Rich Mogull on the Security Features of the iPhone 3GS 

Rich Mogull:

The iPhone 3GS includes a hardware encryption chip that uses the industry-standard AES 256 protocol (that’s the Advanced Encryption Standard, with a key length of 256 bits). Hardware encryption enables a device - a phone, a hard drive, or what have you - to be nearly instantly wiped by erasing the encryption key stored on the device.

PCalc 1.7 

A detailed review of what’s new in PCalc 1.7 for iPhone.

Apple and RIM Outsmart the Phone Market 

Sara Silver, reporting for the WSJ:

[Apple and RIM] accounted for only 3% of all cellphones sold in the world last year but 35% of operating profits, according to Deutsche Bank analyst Brian Modoff. The disparity will become even starker this year when, he estimates, the two will take 5% of the market in unit terms but 58% of total operating profits.

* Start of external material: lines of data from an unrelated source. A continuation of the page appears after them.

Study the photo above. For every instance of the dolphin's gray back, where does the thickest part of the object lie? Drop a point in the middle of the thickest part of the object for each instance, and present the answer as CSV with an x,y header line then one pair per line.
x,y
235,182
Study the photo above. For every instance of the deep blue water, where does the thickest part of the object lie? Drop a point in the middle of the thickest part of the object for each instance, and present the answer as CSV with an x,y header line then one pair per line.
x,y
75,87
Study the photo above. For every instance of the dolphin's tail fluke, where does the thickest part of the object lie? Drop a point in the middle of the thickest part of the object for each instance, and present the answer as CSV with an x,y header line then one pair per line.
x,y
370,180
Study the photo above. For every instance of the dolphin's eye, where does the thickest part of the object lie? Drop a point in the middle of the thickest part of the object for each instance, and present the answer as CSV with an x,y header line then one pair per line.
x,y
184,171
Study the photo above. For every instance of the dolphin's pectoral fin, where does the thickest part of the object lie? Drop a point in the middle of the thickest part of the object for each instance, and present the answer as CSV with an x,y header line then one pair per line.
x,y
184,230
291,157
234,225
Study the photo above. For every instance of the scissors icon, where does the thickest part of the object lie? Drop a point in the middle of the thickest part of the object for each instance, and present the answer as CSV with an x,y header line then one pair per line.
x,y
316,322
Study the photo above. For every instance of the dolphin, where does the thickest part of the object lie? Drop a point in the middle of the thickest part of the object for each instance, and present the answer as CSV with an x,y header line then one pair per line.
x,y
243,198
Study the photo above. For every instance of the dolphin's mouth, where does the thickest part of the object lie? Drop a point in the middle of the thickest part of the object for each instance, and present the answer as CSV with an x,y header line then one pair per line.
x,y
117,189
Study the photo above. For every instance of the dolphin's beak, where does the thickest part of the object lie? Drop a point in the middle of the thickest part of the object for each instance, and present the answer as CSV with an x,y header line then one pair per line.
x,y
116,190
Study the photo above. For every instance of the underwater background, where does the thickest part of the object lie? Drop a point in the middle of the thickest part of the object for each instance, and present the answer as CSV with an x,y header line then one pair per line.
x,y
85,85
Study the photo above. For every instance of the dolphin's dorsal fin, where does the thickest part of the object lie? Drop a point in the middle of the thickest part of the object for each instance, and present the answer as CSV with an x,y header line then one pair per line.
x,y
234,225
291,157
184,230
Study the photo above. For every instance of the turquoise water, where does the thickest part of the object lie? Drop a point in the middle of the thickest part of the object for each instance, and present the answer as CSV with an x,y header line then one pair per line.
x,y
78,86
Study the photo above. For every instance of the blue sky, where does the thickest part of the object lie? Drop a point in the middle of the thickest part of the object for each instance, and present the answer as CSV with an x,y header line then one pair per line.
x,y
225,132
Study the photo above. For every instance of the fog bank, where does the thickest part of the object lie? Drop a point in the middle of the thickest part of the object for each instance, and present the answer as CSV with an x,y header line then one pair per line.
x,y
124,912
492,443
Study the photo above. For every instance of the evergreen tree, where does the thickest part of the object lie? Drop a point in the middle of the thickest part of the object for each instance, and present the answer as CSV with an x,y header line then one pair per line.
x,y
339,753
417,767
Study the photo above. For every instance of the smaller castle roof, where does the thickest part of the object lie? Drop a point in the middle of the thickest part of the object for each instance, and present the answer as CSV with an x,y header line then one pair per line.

The graphs are striking. This is the same route Apple has chosen with the Mac: an emphasis on profit share rather than unit sale share.

Apollo 11 Landing on TV as It Aired 40 Years Ago 

Fabulous idea and presentation from Kottke.

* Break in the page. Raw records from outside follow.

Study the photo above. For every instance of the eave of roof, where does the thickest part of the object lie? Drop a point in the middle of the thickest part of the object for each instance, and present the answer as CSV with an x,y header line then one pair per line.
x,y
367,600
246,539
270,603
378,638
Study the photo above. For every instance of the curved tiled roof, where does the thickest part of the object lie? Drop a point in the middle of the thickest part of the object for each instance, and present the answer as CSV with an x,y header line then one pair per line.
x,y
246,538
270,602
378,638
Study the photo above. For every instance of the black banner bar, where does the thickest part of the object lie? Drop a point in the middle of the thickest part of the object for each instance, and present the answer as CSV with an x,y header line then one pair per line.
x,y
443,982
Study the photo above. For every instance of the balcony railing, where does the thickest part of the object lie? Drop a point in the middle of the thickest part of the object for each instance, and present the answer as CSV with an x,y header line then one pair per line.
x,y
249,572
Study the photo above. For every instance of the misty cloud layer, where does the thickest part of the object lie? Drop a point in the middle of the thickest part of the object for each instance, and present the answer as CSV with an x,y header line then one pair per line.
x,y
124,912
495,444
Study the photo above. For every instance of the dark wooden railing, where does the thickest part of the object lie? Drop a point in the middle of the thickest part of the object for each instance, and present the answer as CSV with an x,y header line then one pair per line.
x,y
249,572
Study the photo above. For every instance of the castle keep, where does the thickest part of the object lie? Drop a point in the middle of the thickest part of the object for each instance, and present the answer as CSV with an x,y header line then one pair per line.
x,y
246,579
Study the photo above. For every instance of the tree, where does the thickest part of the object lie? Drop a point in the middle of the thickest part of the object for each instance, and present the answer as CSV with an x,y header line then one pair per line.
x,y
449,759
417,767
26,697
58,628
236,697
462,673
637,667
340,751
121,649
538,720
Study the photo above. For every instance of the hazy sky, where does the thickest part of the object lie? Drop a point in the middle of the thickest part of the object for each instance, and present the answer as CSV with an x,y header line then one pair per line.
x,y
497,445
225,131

Why Japanese Cell Phones Haven’t Gone Global 

Hiroko Tabuchi reports for the NY Times:

The Japanese have a name for their problem: Galápagos syndrome. Japan’s cellphones are like the endemic species that Darwin encountered on the Galápagos Islands — fantastically evolved and divergent from their mainland cousins — explains Takeshi Natsuno, who teaches at Tokyo’s Keio University.